The self-centered chocolate cake with Pedro Ximénez cherries and lapsang souchong ice cream
The self-centered chocolate cake with Pedro Ximénez cherries and lapsang souchong ice cream © Katie Martin

I also made a malted milk ice cream and an acacia caramel sundae, mostly because I had never encountered acacia seeds before. The flavor of this Australian acacia seed combines chocolate, coffee and hazelnut, and was a revelation, especially when combined with a creamy caramel drizzle poured over the delicious malt-infused ice cream.

But no ice cream proved more worth the effort than Mercieca’s cocoa shell and lapsang souchong, made with a vanilla milk ice base (no eggs). First, I had to get cocoa shells, which are not the same as cocoa beans and usually come in tea form.

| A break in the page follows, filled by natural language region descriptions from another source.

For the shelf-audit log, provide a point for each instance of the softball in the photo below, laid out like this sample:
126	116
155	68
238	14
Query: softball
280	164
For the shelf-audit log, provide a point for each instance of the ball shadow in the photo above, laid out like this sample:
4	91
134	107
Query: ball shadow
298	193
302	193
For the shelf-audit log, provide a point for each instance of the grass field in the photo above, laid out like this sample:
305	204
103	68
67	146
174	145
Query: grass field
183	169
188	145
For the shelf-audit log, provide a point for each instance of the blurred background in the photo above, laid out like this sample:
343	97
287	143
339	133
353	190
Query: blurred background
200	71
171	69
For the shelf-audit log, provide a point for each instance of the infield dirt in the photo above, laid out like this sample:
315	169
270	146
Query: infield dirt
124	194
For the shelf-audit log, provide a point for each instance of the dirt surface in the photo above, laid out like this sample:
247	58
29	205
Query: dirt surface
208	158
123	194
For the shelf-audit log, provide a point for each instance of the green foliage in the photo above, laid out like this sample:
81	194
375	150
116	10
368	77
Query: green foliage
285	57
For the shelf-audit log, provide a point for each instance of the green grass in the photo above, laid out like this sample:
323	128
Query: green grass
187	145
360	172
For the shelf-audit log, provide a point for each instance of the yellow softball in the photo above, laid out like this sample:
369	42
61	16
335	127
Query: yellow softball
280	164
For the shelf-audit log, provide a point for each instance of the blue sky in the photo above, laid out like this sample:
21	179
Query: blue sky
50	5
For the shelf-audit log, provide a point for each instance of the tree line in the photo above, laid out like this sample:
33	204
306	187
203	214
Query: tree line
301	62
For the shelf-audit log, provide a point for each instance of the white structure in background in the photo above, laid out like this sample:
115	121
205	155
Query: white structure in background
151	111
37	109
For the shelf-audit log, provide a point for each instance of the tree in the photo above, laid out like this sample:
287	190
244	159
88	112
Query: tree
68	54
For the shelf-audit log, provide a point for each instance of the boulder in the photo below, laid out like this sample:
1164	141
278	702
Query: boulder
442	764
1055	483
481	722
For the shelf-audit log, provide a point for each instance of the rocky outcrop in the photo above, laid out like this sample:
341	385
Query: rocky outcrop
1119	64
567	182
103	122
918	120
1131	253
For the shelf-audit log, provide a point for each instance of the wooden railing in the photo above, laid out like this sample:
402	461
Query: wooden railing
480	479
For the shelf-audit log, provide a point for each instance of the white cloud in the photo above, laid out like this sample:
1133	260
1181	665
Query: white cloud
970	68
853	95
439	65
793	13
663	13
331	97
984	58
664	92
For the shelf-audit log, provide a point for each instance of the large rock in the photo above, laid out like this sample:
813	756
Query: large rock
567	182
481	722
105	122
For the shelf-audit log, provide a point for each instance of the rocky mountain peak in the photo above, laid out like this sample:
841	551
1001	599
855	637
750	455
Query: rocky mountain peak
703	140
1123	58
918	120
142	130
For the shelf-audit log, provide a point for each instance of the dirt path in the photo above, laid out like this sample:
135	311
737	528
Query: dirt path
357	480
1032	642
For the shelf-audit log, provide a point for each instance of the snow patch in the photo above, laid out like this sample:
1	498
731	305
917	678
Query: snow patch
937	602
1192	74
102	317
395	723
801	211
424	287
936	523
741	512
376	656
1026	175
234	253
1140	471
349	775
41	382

These impart a more aromatic floral note than other cocoa products. Then I had to track down lapsang souchong, many varieties of which are now banned in Europe for health reasons. The process of infusing overnight, reheating, letting the mixture cool and mature, and then freezing took up to three days, at which point I was finally able to try it. Each spoonful was like a swirl of cigar smoke or church incense around my mouth, accompanied by iced hot chocolate and whiskey cream. I practically purred.